The short cuts to learning to bass fish is to ask the successful bass fisherman in your area what they are using and how deep they are fishing to catch bass. If you are polite, most fisherman will be very helpful. Don't ask where they catch their fish, few fisherman will tell you about specific locations.
Don't try to learn more than 2 presentations at any one time. The best to start with IMO are; soft plastic worms, use the split shot or slip shot technique and drop shpt with small 5" to 6" finesse worms. Stay with the basic colors; night crawler browns and green with red flake. You can drift these rigs slowly on the bottom, around points on the main lake or anchor and let the current slowly move the rig along the bottom in the river around bridges and deeper holes.
The second lure to use is a crankbait, the lure with the deep diving bill.

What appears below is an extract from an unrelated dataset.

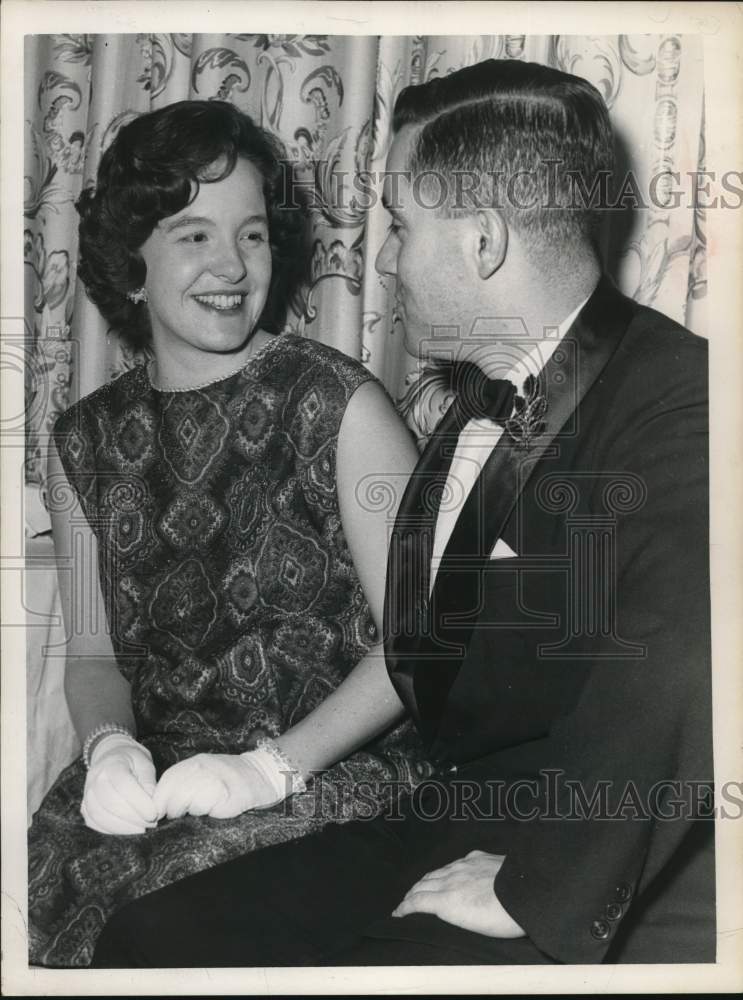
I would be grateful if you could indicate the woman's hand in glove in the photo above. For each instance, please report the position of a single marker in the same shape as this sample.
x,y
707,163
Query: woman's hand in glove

Agian I would suggest 2 lures; a Bomber model 7A, that will run about 8 to 10 feet deep and a 200 series Bandit that runs about 6 to 8 feet deep. Colors; fire tiger and crawdad brown.
With your small boat and motor, I suggest you to learn to fish a crankbait by trolling. The speed you troll should be the speed the lure is swimming with the best action, so let a few yards of line out and look at the lure along side your boat, a slow walking speed or 2 mph is about right. Cast the lure about 50 to 75 feet behind the boat and try to stay in about 10 to 12 feet depth, the lure should bump the bottom once in awhile, but not a lot. When you see shallow water ahead, or the lure is bumping the bottom too often, move out to deeper water so the lure doesn't snag, then move back to the 10 to 12 foot depth. make lazy S turns about 10 feet to one side, then back agian about every 100 feet or so the change the lures speed. This will teach you what bass strikes feel like and where the bass are located. Once you catch a few, then go back and try casting the crankbaits and also try the soft plastic worms in the same area.
You may also want to make or buy a lure knocker to retrieve crnakbaits that have snagged into the bottom or whatever.
Stay with these two presentations until you are consistanly catching bass.
These 2 presentations should keep you busy until the spring, then add spinnerbaits and buzzers to you presentations and fish the weed/grass beds, early and late, continue with the soft plastic and crankbaits during the mid day hours. Good luck.